- Born: 23 April 1944 (age 81) Nkurenkuru
- Occupations: Politician, former ambassador to cuba, former mayor of nkurenkuru, former traditional councilor and former special advisor

= Heikki Hausiku Ausiku =

Rev. Heikki Hausiku Ausiku (1944) is a Namibian politician who served as the Ambassador to Cuba (1991–1999). He is a member of South West Africa People's Organisation (SWAPO) party and was a member of the National Assembly of Namibia from 1989 to 1990. He was the former mayor of Nkurenkuru. He also served as a traditional councilor at Kwangali Traditional Authority in 2010. He was appointed as the special advisor to Sirkka Ausiku in 2014.

== Personal life ==
Rev. Heikki Hausiku Ausiku was born on April 23, 1944, in Nkurenkuru, South West Africa (present-day Namibia). Rev. Ausiku was a teacher at Nkurenkuru Lower Primary School in 1966. He married Martha Ngundo Ndara-Ausiku in 1970. He has nine children and 13 grandchildren. In 1973, the Lutheran Church ordained him as a pastor. He worked sporadically as the presiding pastor and associate pastor in three parishes, where he spent a lot of time. During his studies in the US from 1976 to 1979, he was assisting as a part-time pastor at St. James Lutheran Parish in Gettysburg, Pennsylvania. He was also Elcin Church's deputy circuit dean in Rundu Deanery, Kavango Region, from 1980 to 1981. From 1980 to 1990, he was the principal managing director of the Kavango Bible School of Elcin at Nkurenkuru.

== Education ==
He attended the Simanya, Nkurenkuru, Rupara (1958–1965) and Rundu Secondary School from 1967 to 1969. From 1970 to 1973, Lutheran Theological Seminary, Paulinum, Otjimbingue, Namibia. Did a Diploma in Theology (1970–73), Evangelical Lutheran Theological Seminary, Paulinum, Otjimbingwe,  Namibia.

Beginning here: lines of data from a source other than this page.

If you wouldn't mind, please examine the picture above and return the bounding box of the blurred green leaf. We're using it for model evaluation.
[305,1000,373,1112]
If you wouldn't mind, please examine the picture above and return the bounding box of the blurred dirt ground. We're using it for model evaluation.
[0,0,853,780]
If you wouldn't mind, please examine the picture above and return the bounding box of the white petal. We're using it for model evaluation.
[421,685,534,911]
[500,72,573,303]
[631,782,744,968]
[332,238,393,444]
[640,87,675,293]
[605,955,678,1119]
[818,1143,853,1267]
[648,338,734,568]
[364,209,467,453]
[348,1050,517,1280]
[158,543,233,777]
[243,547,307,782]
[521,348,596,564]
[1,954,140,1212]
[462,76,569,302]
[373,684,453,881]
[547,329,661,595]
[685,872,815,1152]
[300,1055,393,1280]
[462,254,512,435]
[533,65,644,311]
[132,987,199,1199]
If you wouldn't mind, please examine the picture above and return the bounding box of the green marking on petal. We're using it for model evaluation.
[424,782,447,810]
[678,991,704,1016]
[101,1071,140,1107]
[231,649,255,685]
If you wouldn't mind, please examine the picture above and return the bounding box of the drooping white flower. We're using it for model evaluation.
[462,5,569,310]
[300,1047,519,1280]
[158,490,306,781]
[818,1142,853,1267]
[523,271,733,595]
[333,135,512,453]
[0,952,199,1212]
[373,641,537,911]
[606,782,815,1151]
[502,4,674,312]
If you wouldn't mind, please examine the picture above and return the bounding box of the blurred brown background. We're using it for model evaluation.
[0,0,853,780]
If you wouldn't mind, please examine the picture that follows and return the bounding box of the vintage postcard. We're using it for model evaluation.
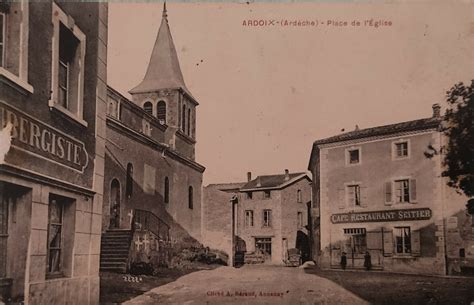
[0,0,474,305]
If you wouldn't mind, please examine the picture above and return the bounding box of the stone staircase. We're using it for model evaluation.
[100,230,132,273]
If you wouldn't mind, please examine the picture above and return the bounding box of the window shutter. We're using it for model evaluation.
[366,231,383,250]
[410,179,416,203]
[383,230,393,256]
[385,181,392,205]
[360,186,368,208]
[337,189,346,209]
[411,230,421,256]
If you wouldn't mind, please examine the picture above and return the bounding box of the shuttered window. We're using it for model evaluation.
[394,227,411,254]
[346,184,361,206]
[384,179,417,205]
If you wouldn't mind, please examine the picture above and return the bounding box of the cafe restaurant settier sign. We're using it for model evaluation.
[0,101,89,173]
[331,208,432,223]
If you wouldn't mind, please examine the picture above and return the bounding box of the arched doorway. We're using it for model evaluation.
[109,179,120,229]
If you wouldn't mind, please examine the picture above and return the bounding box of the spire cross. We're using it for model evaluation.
[163,1,168,18]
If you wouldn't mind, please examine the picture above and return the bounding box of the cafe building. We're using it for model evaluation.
[0,1,107,305]
[309,104,474,274]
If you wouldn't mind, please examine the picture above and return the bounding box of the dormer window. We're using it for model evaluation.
[143,102,153,115]
[392,140,410,160]
[346,147,361,165]
[156,101,166,125]
[50,3,87,125]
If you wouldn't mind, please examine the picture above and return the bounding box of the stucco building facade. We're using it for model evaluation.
[309,105,474,274]
[235,170,311,264]
[0,1,107,305]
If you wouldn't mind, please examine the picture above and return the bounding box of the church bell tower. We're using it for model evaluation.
[129,2,199,160]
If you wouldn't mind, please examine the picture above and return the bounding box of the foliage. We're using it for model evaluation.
[442,80,474,197]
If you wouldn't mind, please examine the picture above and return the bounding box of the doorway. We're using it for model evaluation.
[109,179,120,229]
[255,237,272,261]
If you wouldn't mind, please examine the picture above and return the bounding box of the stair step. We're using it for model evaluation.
[100,262,127,268]
[100,241,130,247]
[100,267,127,273]
[101,257,128,263]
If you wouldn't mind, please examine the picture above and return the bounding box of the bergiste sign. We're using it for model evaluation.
[0,101,89,172]
[331,208,432,223]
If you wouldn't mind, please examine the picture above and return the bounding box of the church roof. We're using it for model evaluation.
[129,3,194,100]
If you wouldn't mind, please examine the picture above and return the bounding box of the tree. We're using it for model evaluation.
[442,80,474,197]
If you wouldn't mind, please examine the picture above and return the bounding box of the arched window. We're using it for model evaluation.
[165,177,170,203]
[188,108,191,136]
[109,179,120,228]
[143,102,153,114]
[188,186,194,210]
[156,101,166,124]
[181,105,186,132]
[125,163,133,198]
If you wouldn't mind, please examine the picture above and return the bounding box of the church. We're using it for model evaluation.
[101,4,205,272]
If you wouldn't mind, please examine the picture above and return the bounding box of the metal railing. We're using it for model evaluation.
[133,209,170,241]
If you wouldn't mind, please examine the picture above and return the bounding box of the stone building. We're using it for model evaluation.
[202,182,246,265]
[203,170,311,265]
[309,104,474,274]
[236,170,311,264]
[101,7,205,271]
[0,1,107,305]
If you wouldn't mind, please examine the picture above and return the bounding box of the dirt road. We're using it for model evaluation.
[123,266,368,305]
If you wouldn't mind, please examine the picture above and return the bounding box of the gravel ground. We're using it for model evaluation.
[305,269,474,305]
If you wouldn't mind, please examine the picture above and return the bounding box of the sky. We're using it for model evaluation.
[107,1,474,185]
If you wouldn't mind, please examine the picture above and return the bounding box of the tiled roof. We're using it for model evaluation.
[240,173,309,191]
[206,182,247,191]
[314,117,441,145]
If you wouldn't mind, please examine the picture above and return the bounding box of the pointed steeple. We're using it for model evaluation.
[129,2,191,95]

Diploma in Spanish (1997) Centre for Languages and Computers for Foreigners  "Jose Marti" Institute, Havana, Cuba. Certificate in Computer Literacy (1998), Centre for Languages and Computer "Jose Marti" Institute, Havana, Cuba. Diploma in 'Understanding Modern China Program' Foreign Affairs College of China, September and November.

== Political career ==
Rev. Ausiku was detained when the People's Liberation Army of Namibia (PLAN) operations were in the Kavango Region from 1980 until 1983. He was one of the 72 elected delegates that constituted the First Constituent National Assembly of Namibia from 1989 to 1990. He was appointed as a traditional councillor at Kwangali Traditional Authority and was the first mayor of Nkurenkuru from 2006 to 2010. In 2014, President Hifikepunye Pohamba appointed him to serve as Sirkka Ausiku's special advisor.